But, declared Ignatius, one was conscious always of great forces, of strange and wonderful regions that might be reached later, of the grinding about them of the mills of fate. There was, in particular, the Wing of the Future, in which no denizen of the House of Suspended Judgment was allowed. He himself, by an error that had been corrected almost immediately, had been permitted to get inside. His stay had been for no more than the time consumed in the winking of an eye, but he had seen this much: a huge panorama of space through which gray clouds raced. On the face of the moving clouds the scroll of the future was being shown. There had been a multitude of souls, whose duty called them there, studying the pictures with intent eyes.

This brought Ignatius to the reason for his second entry into the dreamworld of his adopted son. He, Basil, was behaving with neither good sense nor sound judgment. He had a wife with all the best virtues and who, moreover, loved him as a wife should. Was it his purpose to throw away a second fortune? There was still time for him to redeem himself and settle down to a normal and happy life. Whatever he did, he must make his home in Antioch and under no circumstances was he to return to Jerusalem.

At this point Ignatius began to draw on what he had seen during the winking of an eye while he stood in the Wing of the Future. He became incoherent. Words poured from his lips: blood, fire, struggle, death. If the words seemed to lack form, they left one impression, that he had glimpsed on the racing clouds a picture of war and destruction in the city of David.

This dream faded away suddenly and another took its place. This time
a very definite warning was delivered and it came from Zimiscies, the aged owner of the khan outside Aleppo. Basil, who had seen him on two occasions, had no difficulty in recognizing him now. He seemed a perfect symbol of impending tragedy, a stooped figure and a huge hooked nose in a face with wasted cheeks. “Come back!” he kept repeating, beckoning with his arms. “Did I not give you warning of the Arab raiders? You will ride into danger if you keep on. Turn your camels back east if you set any value on your lives!”

The message was conveyed with such conviction that Basil came back to consciousness charged with a sense of urgency. He returned to a clear, still night; so clear that the eye could see as far as in daylight, and so still that it seemed certain they would hear any sound made in the world, from the delving of a mole to the clomp of a gold-shod heel on Parnassus.

Basil told hurriedly of his second dream but elicited no comment from Chimham other than the conviction that Zimiscies was a chronic spreader of rumors. “Never have I been to Aleppo without having that old weeping Jeremiah tell me it would be unsafe to continue. He wants all travelers to stay and pay him rent for space in that flea-infested inn of his.”

Basil was peering ahead and listening. “Do you hear a sound coming from up there in the north?” he asked. “It seems to me like the hoofbeat of horses.”

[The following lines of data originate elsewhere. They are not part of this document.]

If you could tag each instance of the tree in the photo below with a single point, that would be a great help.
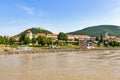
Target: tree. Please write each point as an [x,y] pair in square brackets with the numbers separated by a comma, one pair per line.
[41,40]
[27,40]
[97,39]
[22,37]
[11,40]
[33,40]
[6,40]
[1,40]
[56,42]
[62,36]
[101,39]
[48,41]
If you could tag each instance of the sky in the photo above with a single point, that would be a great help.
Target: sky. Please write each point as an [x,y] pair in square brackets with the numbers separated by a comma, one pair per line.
[56,15]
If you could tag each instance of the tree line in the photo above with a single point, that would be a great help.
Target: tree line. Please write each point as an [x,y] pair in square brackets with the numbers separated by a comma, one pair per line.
[108,42]
[40,40]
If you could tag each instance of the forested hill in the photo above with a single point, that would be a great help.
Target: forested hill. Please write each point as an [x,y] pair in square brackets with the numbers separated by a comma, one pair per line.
[99,30]
[39,30]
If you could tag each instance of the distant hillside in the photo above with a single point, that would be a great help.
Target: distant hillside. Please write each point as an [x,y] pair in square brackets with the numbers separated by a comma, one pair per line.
[38,30]
[100,30]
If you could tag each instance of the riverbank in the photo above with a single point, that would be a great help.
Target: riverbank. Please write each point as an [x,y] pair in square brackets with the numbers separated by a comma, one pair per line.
[41,51]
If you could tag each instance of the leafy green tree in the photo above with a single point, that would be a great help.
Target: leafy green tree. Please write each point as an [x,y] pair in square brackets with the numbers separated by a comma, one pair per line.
[6,40]
[49,41]
[27,40]
[11,40]
[22,37]
[41,40]
[1,40]
[62,36]
[33,40]
[97,38]
[56,42]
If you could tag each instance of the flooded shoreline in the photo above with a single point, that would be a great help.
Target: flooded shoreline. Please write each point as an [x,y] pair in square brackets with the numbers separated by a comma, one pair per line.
[80,65]
[7,52]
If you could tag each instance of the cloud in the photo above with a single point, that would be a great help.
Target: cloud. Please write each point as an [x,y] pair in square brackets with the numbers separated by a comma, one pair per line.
[29,10]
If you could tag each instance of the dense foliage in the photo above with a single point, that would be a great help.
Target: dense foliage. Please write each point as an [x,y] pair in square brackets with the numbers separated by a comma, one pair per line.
[100,30]
[62,36]
[37,31]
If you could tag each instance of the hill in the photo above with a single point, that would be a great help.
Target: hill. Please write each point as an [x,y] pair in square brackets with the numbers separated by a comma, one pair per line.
[38,30]
[112,30]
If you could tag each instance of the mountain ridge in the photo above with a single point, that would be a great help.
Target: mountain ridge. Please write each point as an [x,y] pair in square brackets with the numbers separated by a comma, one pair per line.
[98,30]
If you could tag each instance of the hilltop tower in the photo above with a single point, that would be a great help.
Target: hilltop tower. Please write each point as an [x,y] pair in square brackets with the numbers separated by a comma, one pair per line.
[29,34]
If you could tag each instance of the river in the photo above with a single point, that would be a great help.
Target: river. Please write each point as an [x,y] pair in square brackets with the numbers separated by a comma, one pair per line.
[83,65]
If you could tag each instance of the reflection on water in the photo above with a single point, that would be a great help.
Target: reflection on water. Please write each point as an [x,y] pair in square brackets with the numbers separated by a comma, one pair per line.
[84,65]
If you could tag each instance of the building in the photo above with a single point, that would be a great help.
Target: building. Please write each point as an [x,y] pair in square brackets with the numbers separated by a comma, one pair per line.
[82,37]
[37,35]
[71,37]
[16,38]
[53,36]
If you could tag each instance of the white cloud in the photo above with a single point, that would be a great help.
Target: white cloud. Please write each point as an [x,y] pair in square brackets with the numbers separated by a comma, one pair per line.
[28,10]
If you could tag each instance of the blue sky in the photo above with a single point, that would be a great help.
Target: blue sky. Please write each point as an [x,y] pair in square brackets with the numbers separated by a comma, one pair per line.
[56,15]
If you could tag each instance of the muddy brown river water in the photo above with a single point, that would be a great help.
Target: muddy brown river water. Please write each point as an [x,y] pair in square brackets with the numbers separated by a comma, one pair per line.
[83,65]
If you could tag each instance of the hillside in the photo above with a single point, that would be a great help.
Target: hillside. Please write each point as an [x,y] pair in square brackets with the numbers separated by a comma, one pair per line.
[99,30]
[38,30]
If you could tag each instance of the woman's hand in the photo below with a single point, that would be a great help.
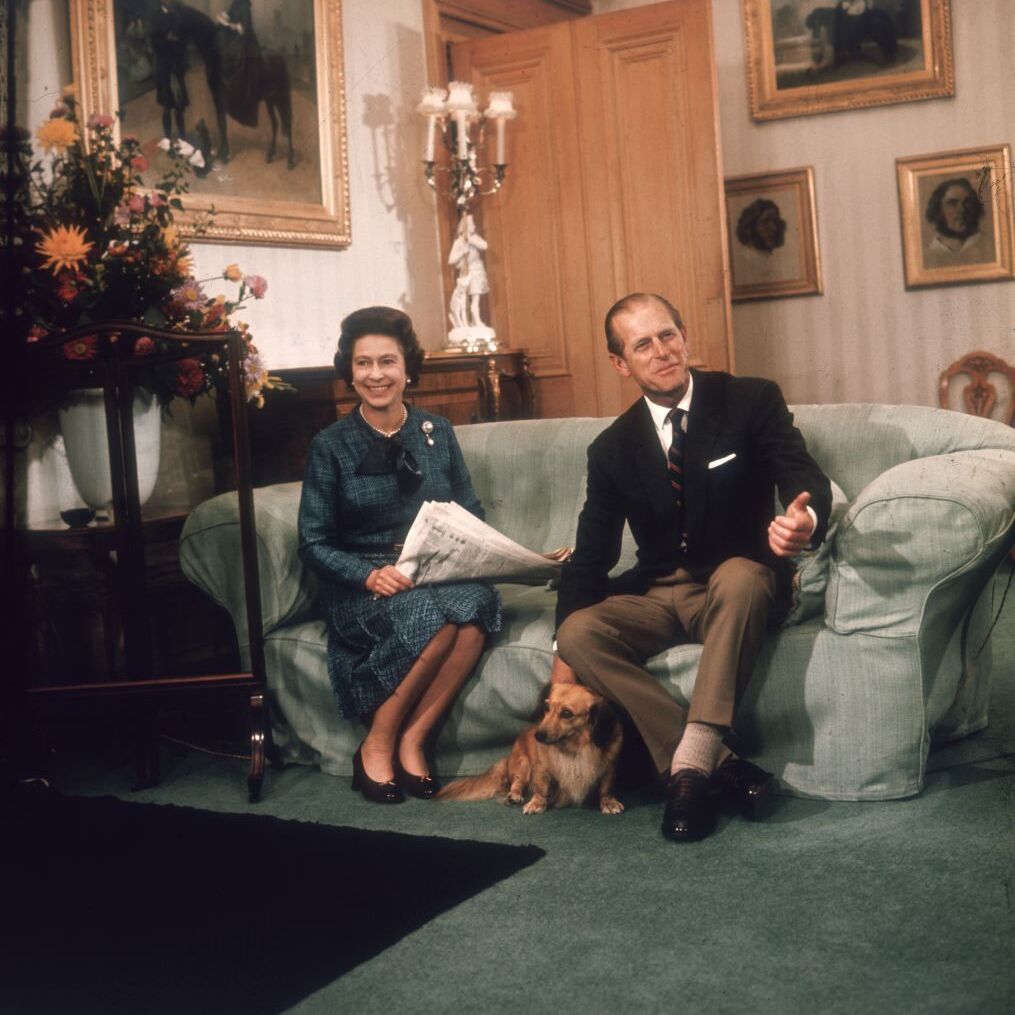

Chimham turned his head in that direction and listened also. After a moment he shook his head. “I hear nothing. I think we are the only people awake tonight.”

CHAPTER XVIII
1

T
HE MAIN CARAVAN
had been proceeding in the meantime at a more normal gait, traveling at night and camping during the heat of the day. Although they had fallen far behind, they had done as well as could have been expected of a train of such size (the old prince being still with them and more satellites having been acquired as they went along), and it was a tired company that set up its tents beside a small stream a day’s journey south of Aleppo.

Adam ben Asher paused at the entrance of Deborra’s tent to say: “Three more days of this. You look tired, but that is to be expected. It has been a hard journey. Never before have I ridden through such heat!”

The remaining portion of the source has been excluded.